If you'd like to test this yourself, you can check out this sample code, which should throw an error within a few seconds.

Cross-datacenter events

As mentioned above, since allows for historical consumption of data. This does, however, also cause events from different data centers to pop up. EventStreams currently (2023-05) consumes from eqiad and codfw, and you can expect to see data from the two datacenters (with topics eqiad.<stream name> and codfw.<stream name>, respectively) when consuming past streams.

Because of this, you'll end up getting a timestamp and/or offset for each topic in the SSE message's ID. This, in turn, is what you'll use for the Last-Event-ID header to continue consuming events after disconnects. The underlying software which runs EventStreams, KafkaSSE, favors timestamp more than offset, as this allows support for events coming from either datacenter. This does, however, mean that you cannot expect that passing the same Last-Event-ID for old data will give out the same first few events. This works sometimes, but sometimes you'll get different events, seconds apart from what you're expecting.

If you're planning to write tests to confirm that Last-Event-ID is being used properly, check the timestamp instead for similarity, rather than checking if the event, its ID, its offset, or its data is the same.
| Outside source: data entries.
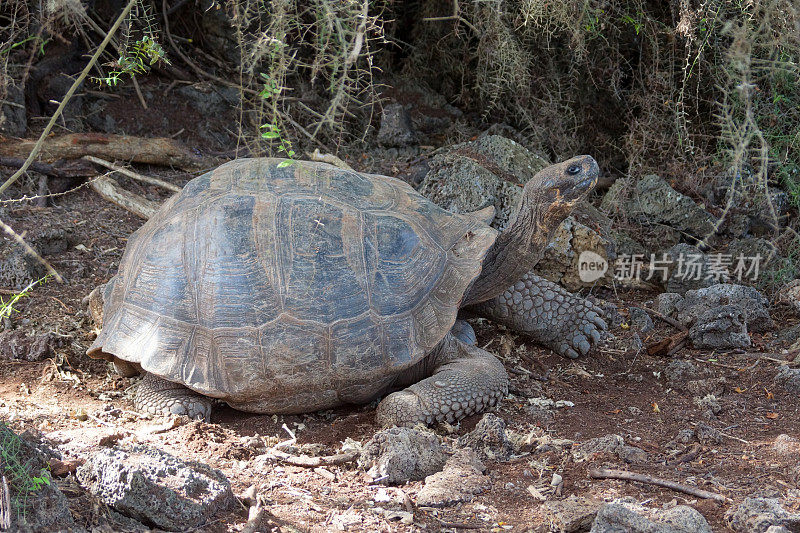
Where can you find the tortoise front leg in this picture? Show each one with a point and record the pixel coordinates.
(465, 380)
(158, 396)
(552, 316)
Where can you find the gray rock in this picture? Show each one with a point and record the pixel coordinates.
(756, 515)
(720, 328)
(789, 295)
(689, 268)
(488, 171)
(678, 372)
(653, 202)
(560, 263)
(751, 301)
(396, 128)
(667, 303)
(702, 387)
(398, 455)
(44, 508)
(18, 269)
(613, 444)
(790, 336)
(627, 245)
(707, 435)
(605, 444)
(777, 529)
(710, 403)
(640, 320)
(489, 439)
(751, 247)
(788, 380)
(625, 515)
(97, 118)
(786, 445)
(575, 513)
(17, 345)
(460, 480)
(214, 103)
(156, 488)
(13, 121)
(632, 454)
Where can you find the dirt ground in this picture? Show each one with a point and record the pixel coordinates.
(76, 401)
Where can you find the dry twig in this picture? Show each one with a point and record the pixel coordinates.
(38, 146)
(30, 251)
(133, 175)
(112, 191)
(607, 473)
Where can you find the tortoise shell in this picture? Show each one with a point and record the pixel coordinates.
(289, 289)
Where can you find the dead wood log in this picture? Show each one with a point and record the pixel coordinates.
(109, 189)
(154, 151)
(133, 175)
(606, 473)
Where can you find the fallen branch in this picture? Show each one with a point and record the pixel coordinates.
(30, 251)
(37, 146)
(331, 159)
(669, 345)
(156, 151)
(665, 318)
(5, 503)
(112, 191)
(606, 473)
(314, 462)
(133, 175)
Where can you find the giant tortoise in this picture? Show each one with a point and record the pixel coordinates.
(292, 288)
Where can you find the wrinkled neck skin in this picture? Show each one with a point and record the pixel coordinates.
(517, 250)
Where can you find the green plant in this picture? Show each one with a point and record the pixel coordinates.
(7, 306)
(25, 475)
(137, 59)
(272, 131)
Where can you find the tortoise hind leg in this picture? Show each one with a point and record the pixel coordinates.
(465, 380)
(161, 397)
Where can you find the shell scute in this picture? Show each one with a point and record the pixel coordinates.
(289, 289)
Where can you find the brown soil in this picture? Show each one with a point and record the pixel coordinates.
(71, 399)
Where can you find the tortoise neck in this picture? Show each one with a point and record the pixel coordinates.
(517, 250)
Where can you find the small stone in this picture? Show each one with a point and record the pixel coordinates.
(155, 487)
(786, 445)
(632, 454)
(641, 320)
(788, 380)
(710, 403)
(721, 328)
(667, 303)
(396, 129)
(398, 455)
(460, 480)
(759, 514)
(626, 515)
(707, 435)
(678, 371)
(571, 514)
(703, 387)
(489, 439)
(689, 269)
(752, 303)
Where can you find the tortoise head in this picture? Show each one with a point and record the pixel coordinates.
(555, 190)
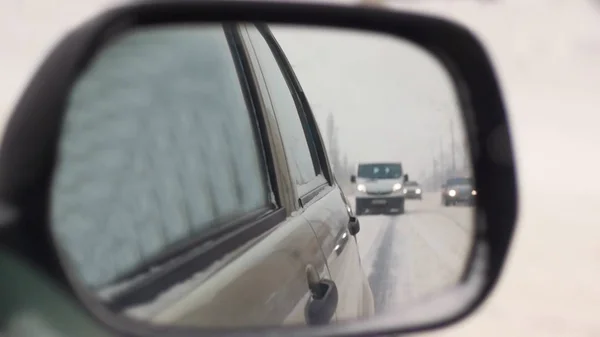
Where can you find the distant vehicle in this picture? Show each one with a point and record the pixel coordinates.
(458, 190)
(412, 190)
(379, 188)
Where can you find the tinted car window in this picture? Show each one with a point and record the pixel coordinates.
(156, 149)
(294, 138)
(380, 171)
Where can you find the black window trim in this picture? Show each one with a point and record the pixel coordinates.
(310, 190)
(187, 257)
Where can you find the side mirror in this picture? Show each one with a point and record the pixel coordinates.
(137, 73)
(353, 225)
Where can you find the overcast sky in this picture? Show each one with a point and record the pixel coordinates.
(391, 100)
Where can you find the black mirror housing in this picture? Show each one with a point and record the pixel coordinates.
(28, 150)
KafkaSSE's documentation suggests another possible workaround for this: modify the ID provided by KafkaSSE to use the last offset you received so that you're targeting a specific event rather than any event close to a given timestamp (in this case, the one provided by KafkaSSE).

Zombie connections

An existing bug causes connections to EventStreams to stay open, even if the connection no longer receives data. Depending on the implementation (and in the case of eventsource), this can cause the connection to stay open, long past the usual automatic disconnect time of 15 minutes. The solution for this would be to trigger a reconnect on your own every 15 minutes (or less). For streams like mediawiki.recentchange where you'd expect an event every second or so, you can check if event throughput suddenly drops to zero and reconnect accordingly. For slower streams, like mediawiki.revision-visibility-change, rely on the provided Last-Event-ID to consume any event that you might have missed. This does come with the issue of having a worst-case delay of 15 minutes, unless you reconnect at a faster interval.

Be respectful!

As usual, provide a proper user agent when making connections to the streams, and keep connections limited. You will hit a 429 Too Many Requests error very quickly if you make multiple simultaneous connections to EventStreams. When writing integration tests, see if you can make tests run in serial than in parallel. This will also prevent tests from randomly failing, should you hit a 429 error while tests are being run.